How “nudges” by government can empower citizens without manipulating their preferences or exploiting their biases.
We're all familiar with the idea of “nudging”—using behavioral mechanisms to encourage people to make certain choices—popularized by Richard Thaler and Cass Sunstein in their bestselling 2008 book Nudge. This approach, also known as “libertarian paternalism,” goes beyond typical programs that simply provide information and incentives; nudges can range from automatic enrollment in a pension plan to flu-shot scheduling. In Nudging, Riccardo Viale explores the evolution of nudging and proposes new approaches that would empower citizens without manipulating them paternalistically. He shows that we can use the tools of the behavioral sciences without abandoning the principle of conscious decision-making.

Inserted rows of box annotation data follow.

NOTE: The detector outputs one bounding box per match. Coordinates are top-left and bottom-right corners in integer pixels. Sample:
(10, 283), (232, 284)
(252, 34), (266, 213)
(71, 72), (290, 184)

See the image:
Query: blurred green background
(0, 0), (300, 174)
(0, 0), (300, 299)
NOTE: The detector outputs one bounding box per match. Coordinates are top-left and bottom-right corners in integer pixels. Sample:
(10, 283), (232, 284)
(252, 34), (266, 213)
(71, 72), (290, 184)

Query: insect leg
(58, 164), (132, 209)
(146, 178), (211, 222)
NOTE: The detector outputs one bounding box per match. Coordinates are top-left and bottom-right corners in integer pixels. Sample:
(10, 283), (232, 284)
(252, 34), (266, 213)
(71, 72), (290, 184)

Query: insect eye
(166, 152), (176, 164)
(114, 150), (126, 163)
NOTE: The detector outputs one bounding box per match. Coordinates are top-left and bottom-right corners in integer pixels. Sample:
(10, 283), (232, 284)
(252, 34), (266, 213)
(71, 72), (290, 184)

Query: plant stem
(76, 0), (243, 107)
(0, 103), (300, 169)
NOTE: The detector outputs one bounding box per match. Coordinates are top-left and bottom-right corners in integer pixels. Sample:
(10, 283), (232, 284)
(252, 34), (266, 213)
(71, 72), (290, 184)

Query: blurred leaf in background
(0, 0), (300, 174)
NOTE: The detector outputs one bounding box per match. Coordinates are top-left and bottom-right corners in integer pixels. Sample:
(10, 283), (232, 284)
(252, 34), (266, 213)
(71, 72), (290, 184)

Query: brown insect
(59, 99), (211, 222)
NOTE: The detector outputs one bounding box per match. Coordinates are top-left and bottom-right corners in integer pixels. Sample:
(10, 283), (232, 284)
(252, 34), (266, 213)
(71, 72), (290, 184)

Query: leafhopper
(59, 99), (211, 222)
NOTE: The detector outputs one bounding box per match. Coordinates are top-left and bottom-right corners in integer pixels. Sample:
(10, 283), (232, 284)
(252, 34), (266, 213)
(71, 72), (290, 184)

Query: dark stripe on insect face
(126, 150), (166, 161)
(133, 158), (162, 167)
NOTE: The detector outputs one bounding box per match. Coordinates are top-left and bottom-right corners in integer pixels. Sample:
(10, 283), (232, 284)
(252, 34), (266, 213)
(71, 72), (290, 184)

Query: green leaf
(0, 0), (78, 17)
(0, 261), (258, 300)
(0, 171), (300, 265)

Viale discusses the work of Herbert Simon, Gerd Gigerenzer, Daniel Kahneman, and Amos Tversky that laid the foundation of behavioral economics, describes how policy makers have sought to help people avoid bad decisions, offers examples of effective nudging, and considers how to nudge the nudgers. How can we tell good nudges from bad nudges? Viale explains that good nudges help us avoid bias and encourage deliberate decision making; bad nudges, on the other hand, use bias to nudge people unconsciously into unintentional behaviors. Bad nudges attempt to compel decisions based on economic rationality. Good nudges encourage decisions based on a pragmatic, adaptive, ecological kind of rationality. Policy makers should take note.